As I hope you all are aware by now, at SSP we get some great opportunities to dive into the latest technologies from Esri. Also, as you know by now, we’ve spent a lot of time digging into Esri’s Utility Network to enable our clients and partners to be ready for this exciting update. Well, Esri is about to release the Beta 1 version of the Utility Network and as someone who has been evaluating the Utility Network since Alpha, it’s easy to see just how far things have come.
In Beta 1, Utility Network operates fully (and cleanly) as feature services published to your local, enterprise implementation of Portal for ArcGIS. The feature services are added to ArcGIS Pro and operate as fully functional layers that can be displayed, traced, and edited. In fact, publishing the Utility Network as feature services to Portal is required for the use and management of that data.

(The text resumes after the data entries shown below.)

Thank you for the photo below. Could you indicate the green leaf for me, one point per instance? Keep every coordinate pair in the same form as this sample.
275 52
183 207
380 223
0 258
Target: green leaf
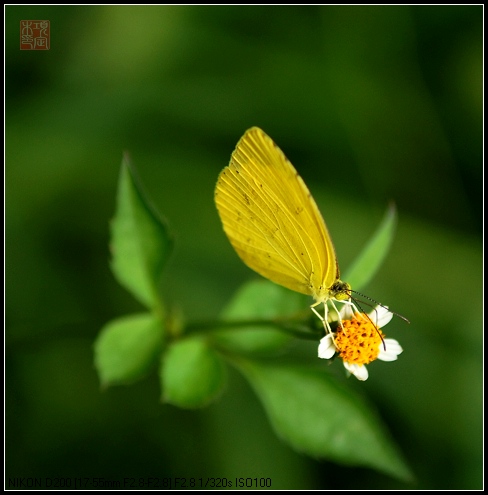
192 374
140 242
127 348
373 254
258 300
316 416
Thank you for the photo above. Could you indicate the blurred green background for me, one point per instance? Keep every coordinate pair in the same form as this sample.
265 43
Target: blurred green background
370 104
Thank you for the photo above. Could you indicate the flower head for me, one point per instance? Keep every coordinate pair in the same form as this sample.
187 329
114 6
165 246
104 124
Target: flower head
358 340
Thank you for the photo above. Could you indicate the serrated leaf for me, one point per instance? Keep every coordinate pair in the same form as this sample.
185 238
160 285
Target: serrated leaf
257 300
140 242
192 374
316 416
367 263
127 348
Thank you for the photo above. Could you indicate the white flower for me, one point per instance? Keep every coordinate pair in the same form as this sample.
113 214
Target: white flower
359 341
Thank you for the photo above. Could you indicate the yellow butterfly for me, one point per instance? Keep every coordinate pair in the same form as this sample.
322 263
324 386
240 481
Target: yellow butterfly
274 224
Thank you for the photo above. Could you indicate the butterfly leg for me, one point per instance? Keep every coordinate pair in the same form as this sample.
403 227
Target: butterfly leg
323 319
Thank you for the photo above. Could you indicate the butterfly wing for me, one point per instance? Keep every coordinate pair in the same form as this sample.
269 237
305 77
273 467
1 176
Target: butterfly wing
271 219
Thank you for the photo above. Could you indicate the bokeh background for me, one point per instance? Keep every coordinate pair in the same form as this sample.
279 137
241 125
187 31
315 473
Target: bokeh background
371 104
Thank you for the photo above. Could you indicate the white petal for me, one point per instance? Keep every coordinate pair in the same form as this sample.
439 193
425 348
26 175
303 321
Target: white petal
393 349
327 346
381 316
359 371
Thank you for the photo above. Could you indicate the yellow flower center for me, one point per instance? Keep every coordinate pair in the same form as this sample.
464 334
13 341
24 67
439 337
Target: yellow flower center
359 341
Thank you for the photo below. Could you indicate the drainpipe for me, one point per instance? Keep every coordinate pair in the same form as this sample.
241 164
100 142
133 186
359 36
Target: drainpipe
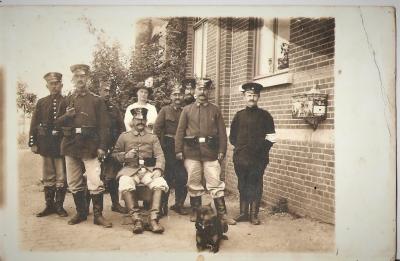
217 67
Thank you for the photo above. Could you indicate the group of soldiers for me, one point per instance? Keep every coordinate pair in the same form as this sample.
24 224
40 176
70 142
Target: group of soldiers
87 146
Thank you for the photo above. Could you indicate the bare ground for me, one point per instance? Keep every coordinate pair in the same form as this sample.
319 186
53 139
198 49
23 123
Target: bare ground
277 233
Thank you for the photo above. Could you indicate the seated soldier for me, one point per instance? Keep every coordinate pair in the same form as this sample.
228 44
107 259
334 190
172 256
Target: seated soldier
143 162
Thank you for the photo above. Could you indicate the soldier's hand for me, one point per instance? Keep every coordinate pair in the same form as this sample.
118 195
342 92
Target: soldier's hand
179 156
221 157
34 149
101 153
156 173
70 112
131 154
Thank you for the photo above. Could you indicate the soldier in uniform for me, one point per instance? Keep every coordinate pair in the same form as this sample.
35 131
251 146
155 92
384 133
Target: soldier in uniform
143 90
143 162
110 166
175 172
201 142
252 134
45 139
85 123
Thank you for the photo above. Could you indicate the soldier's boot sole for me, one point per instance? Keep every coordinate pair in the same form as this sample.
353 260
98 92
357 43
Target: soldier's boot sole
137 227
101 221
155 227
119 209
61 212
242 218
46 212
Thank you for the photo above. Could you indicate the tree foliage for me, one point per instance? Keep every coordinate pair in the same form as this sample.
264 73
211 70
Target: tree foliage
26 101
159 55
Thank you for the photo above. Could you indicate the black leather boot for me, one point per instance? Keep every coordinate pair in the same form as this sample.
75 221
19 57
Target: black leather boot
195 203
81 209
49 193
254 208
244 211
130 197
155 227
113 190
221 211
97 201
60 196
88 199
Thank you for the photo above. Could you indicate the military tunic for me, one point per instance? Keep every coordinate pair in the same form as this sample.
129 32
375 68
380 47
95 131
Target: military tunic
141 167
165 128
201 120
43 133
91 114
47 137
84 133
201 135
249 129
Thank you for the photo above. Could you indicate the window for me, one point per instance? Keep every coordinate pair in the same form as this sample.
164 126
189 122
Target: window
272 47
200 48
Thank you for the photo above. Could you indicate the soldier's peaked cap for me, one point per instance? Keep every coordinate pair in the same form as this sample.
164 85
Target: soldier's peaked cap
252 86
80 67
189 83
139 113
53 77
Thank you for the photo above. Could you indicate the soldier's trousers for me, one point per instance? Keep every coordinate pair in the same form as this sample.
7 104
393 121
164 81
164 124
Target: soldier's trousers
53 172
175 172
211 171
250 181
75 177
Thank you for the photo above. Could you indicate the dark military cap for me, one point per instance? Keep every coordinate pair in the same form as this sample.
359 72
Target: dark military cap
189 83
252 86
139 113
80 68
53 77
203 82
105 84
177 88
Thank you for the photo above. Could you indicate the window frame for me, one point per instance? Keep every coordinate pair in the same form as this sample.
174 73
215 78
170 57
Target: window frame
199 25
257 44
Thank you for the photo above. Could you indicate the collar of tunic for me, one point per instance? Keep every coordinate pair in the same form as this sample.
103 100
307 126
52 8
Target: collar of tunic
136 133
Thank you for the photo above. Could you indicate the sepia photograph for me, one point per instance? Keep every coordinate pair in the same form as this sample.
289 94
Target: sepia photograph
182 132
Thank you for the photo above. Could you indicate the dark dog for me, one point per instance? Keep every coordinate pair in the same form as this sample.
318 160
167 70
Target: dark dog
209 229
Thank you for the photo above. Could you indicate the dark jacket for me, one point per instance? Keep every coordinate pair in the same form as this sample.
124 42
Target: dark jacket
201 121
42 131
92 116
247 134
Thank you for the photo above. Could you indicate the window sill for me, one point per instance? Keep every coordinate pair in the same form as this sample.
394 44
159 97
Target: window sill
274 80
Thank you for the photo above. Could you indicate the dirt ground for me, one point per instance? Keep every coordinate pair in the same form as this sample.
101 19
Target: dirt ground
277 233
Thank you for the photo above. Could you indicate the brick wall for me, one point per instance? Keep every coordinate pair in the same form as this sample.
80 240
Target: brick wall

In this article, I'll walk you through adding a new single-phase lateral while editing with associations (i.e., connectivity, attachments and containment). But first, I'll just give you a snapshot of this pattern as it's been deployed through our internal SSP Portal for ArcGIS installation. As pictured here, the Utility Network is published as feature layers through our implementation of Portal:
We are using this pattern for all means of working with the Utility Network, including the example detailed in this article. Of course, this is huge development in our corner of the Utility GIS world because it gives us a means of directly working with our network using any of the solutions provided through the ArcGIS Platform.
Over the past several months, we’ve been looking closer at tracing, editing, and working directly with Utility Network data in ArcGIS Pro. Please make sure you read each of our previous Utility Network articles for additional background. This article will continue the review of editing capabilities within a Utility Network containing electric distribution data.
Specifically, ArcGIS Pro’s editing tools are used to create a new single-phase primary by tapping into a three-phase line, extending it to a new pole, and transitioning it to an underground system complete with cabinets and pads and a primary underground conductor for a new development.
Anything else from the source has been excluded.